The peso climbed 0.1 percent to 12.1283 per U.S. dollar at 10:13 a.m. in Mexico City. It has strengthened 6 percent this year, the best performance among the most-traded Latin American currencies tracked by Bloomberg.
European Central Bank policy makers may cut interest rates this week, according to the majority of economists surveyed by Bloomberg. The Federal Reserve will consider renewing its commitment to bond buying at a two-day meeting starting tomorrow. Bank of Japan Governor Haruhiko Kuroda announced this month a doubling of monthly bond purchases, helping the peso surge 20 percent against Japan’s yen in 2013.
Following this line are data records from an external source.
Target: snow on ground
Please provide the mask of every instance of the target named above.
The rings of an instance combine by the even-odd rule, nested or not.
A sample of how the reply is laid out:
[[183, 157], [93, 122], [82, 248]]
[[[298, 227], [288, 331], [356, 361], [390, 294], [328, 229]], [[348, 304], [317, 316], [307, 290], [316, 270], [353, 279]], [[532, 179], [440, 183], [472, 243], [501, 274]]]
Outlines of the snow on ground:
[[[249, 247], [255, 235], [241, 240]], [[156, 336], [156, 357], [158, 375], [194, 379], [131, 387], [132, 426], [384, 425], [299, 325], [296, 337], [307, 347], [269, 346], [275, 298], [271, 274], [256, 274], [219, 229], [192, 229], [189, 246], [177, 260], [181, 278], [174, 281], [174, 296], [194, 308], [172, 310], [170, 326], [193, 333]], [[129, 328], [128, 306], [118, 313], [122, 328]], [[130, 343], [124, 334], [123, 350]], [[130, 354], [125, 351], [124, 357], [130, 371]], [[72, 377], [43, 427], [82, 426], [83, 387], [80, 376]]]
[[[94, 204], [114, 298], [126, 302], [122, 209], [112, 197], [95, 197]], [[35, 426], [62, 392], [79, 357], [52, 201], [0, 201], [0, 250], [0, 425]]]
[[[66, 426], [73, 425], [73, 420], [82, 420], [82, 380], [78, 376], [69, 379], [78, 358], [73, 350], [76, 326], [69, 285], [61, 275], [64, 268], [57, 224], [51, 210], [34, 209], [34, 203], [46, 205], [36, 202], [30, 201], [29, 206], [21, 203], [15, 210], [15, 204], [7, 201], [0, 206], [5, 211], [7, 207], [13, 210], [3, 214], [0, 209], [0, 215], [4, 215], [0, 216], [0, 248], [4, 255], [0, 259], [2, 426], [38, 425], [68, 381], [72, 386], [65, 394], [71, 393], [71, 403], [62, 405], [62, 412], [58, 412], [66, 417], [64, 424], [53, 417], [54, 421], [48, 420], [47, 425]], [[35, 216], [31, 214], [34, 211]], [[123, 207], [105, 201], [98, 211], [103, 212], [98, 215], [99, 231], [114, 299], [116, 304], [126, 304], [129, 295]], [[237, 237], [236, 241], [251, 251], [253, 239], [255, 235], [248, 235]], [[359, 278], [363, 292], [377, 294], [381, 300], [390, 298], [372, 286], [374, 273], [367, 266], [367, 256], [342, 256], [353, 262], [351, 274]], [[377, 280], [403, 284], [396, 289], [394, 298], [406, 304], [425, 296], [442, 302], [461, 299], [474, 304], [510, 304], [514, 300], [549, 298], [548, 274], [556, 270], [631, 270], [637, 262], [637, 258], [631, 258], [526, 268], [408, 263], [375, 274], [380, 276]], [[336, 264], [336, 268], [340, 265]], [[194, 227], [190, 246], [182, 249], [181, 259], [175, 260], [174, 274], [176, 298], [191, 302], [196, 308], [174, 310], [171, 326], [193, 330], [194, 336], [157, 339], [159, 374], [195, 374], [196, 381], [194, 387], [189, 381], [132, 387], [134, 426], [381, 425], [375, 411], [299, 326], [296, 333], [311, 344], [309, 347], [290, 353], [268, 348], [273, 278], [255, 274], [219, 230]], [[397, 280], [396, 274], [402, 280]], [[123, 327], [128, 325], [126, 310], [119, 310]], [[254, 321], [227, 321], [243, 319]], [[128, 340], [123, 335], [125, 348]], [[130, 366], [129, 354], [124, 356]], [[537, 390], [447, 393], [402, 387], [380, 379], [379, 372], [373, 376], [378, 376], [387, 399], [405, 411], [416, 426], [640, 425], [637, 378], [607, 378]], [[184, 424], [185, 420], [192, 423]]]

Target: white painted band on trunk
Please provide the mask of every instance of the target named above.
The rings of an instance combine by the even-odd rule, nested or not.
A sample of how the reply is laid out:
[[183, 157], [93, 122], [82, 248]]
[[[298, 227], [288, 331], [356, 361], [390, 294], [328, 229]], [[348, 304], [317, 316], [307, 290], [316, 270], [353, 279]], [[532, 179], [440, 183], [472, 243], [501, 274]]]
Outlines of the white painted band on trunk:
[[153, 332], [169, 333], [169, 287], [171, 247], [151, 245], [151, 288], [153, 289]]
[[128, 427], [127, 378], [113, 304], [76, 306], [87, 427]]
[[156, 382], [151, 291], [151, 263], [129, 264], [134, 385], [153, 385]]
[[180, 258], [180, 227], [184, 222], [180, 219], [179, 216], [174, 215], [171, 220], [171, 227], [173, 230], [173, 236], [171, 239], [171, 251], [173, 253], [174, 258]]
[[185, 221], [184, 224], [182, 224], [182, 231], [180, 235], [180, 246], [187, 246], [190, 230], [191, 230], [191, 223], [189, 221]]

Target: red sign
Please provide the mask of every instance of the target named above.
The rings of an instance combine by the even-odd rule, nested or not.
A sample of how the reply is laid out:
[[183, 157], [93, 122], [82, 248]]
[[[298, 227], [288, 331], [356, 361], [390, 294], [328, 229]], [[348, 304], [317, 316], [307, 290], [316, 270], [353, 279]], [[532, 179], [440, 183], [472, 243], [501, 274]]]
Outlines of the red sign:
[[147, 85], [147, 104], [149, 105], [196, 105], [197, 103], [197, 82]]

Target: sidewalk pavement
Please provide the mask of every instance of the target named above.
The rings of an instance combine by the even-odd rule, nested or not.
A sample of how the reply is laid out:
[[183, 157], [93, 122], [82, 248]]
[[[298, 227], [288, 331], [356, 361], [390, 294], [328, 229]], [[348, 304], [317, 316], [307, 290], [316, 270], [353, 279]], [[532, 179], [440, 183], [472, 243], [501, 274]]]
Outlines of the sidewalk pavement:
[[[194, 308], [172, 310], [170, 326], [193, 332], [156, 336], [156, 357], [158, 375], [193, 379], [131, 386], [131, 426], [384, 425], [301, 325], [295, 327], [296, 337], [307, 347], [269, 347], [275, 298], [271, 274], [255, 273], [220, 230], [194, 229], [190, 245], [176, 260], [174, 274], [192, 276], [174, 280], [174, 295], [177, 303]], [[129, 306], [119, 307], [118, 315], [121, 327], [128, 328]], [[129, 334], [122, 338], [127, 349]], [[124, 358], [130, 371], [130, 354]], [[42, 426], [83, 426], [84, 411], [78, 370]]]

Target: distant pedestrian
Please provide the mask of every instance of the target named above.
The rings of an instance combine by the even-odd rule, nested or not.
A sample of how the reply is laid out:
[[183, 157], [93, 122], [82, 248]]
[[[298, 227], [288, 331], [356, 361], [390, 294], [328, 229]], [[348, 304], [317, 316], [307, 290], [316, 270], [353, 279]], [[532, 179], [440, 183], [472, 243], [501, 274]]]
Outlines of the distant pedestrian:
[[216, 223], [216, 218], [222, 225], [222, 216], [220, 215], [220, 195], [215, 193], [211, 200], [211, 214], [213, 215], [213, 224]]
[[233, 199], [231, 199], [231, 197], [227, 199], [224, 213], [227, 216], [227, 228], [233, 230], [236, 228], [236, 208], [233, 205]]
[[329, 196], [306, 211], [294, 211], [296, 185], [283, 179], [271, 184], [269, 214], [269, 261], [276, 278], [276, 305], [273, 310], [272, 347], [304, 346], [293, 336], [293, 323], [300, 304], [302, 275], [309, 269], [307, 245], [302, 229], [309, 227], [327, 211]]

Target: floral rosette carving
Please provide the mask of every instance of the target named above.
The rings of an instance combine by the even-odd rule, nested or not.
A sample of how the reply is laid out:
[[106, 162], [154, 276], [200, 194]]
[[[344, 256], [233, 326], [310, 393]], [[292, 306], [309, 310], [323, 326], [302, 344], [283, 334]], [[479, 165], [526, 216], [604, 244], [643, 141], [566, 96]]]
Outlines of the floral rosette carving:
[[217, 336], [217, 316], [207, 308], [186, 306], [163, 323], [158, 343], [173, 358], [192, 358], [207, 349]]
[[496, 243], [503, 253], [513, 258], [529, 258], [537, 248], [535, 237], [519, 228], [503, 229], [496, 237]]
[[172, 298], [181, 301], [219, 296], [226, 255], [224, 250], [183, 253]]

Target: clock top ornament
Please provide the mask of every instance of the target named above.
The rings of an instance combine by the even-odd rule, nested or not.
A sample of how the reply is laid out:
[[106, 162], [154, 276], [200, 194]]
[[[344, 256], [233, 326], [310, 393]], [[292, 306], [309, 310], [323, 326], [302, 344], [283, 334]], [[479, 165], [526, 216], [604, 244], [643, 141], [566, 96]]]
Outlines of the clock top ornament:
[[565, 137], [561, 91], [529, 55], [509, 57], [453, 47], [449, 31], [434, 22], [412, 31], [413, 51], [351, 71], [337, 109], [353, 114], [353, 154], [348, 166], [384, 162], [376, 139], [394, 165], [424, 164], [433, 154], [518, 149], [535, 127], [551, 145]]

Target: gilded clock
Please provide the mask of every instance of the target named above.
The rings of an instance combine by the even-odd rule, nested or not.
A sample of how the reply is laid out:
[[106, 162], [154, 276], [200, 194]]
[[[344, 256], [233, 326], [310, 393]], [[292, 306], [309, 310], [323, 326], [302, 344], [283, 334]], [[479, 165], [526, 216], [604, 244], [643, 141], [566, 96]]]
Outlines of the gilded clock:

The peso and its peers “are appreciating this morning on market optimism generated by the continuation of global monetary stimulus in an environment of low inflation risks and a deceleration in growth,” Juan Carlos Alderete, a strategist at Grupo Financiero Banorte SAB, said in an e-mailed research report today.
Yields on peso bonds due in 2024 fell two basis points, or 0.02 percentage point, to 4.52 percent today, according to data compiled by Bloomberg. The price rose 0.21 centavo to 149.53 centavos per peso, a record high on a closing basis.